The rave scene went from a place where you went to hang out with your friends to festivals where millions of dollars are being made. What used to be a couple different people bringing in hundreds or thousands of pills, now organized crime was involved. You had to have the attitude of: If it came down to you and me, it sure as fuck is not going to be me. I personally am lucky I came out of this without hurting anyone. I was in it for the money and the easy life.
Were you guys also partaking in doing ecstasy or just selling it?
In the beginning, I was still going out to parties to have fun and do drugs. Then as I started to make money, I would do fewer and fewer drugs. Especially with X, you can't get all X-ed out and sell the amount of drugs we were trying to sell, especially on acid, too. You'd get jacked by somebody or something stupid would happen. At a massive rave, we would sell all the pills we had as fast as possible, then I'd secure the cash either on me somehow where I knew it couldn't get lost or with my girlfriend or with someone I had brought for the purpose of carrying cash. I had people who would carry pills for me too. For a while, I would walk around with nothing. Someone would come up to me and ask for E, and I would be like, "Awesome, give $20 to that person, and go pick up the pill from that guy." Then I'd just walk to the next person.

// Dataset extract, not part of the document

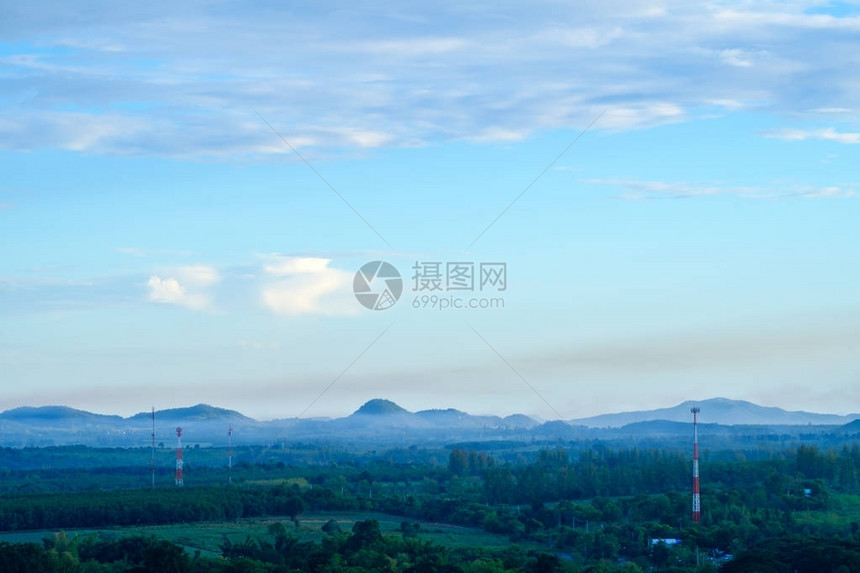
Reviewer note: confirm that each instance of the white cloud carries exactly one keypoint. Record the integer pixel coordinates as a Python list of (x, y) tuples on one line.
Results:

If all the pills were gone and the money was secured, then sometimes, if it was a massive rave and there were good DJs, we'd pop some pills, do some K, and if it was an outdoor party, we'd candy flip. There's nothing more fun than making a fuckton of money in a night and fucking candy flipping, having a few beers, listening to a god DJ, and watching the sunrise. It doesn't get any better than that.
Nick: [laughs] You had to have a way with words to do this kind of thing. You had to be one of the top people socially to be able to do that—look and play the part.
Jonny: I knew Nick from the beginning of my rave days, and our relationship grew over the course of it. He was promoting and connected to DJs and guys who threw parties when I was just going to raves. Then I started to sell, and Nick became more of a resource at that point. As I got my operation built up and we had made a lot of money, Nick was another person who was moving a lot of this stuff back home.
Nick: At a certain point, Jonny stopped going out on the weekends. He was making so much money on the big deals that he didn't care. He just wanted to enjoy himself and faded out. I kept at it. I had runners. I would show up with 500 pills on me in my underwear, and had another 1,000 in a booth inside the party. I'd have all the gay boys and certain little clicks of the rave scene all out working for me.
Jonny: I didn't want to risk going to raves and getting caught at that point. I haven't been to a rave in I don't know how long, but I know it's not like it used to be. Now when kids take ecstasy, they might die. Back then, there was a level of purity to the scene; it was like a young movement where anyone and everyone could go to a rave and have an experience like some of your parents did at Woodstock. Just like the 60s and the 70s will never repeat themselves, the late 80s to the early 2000s will never happen again.
This interview has been edited for length and clarity. Names, places, and other details have been changed to protect anonymity.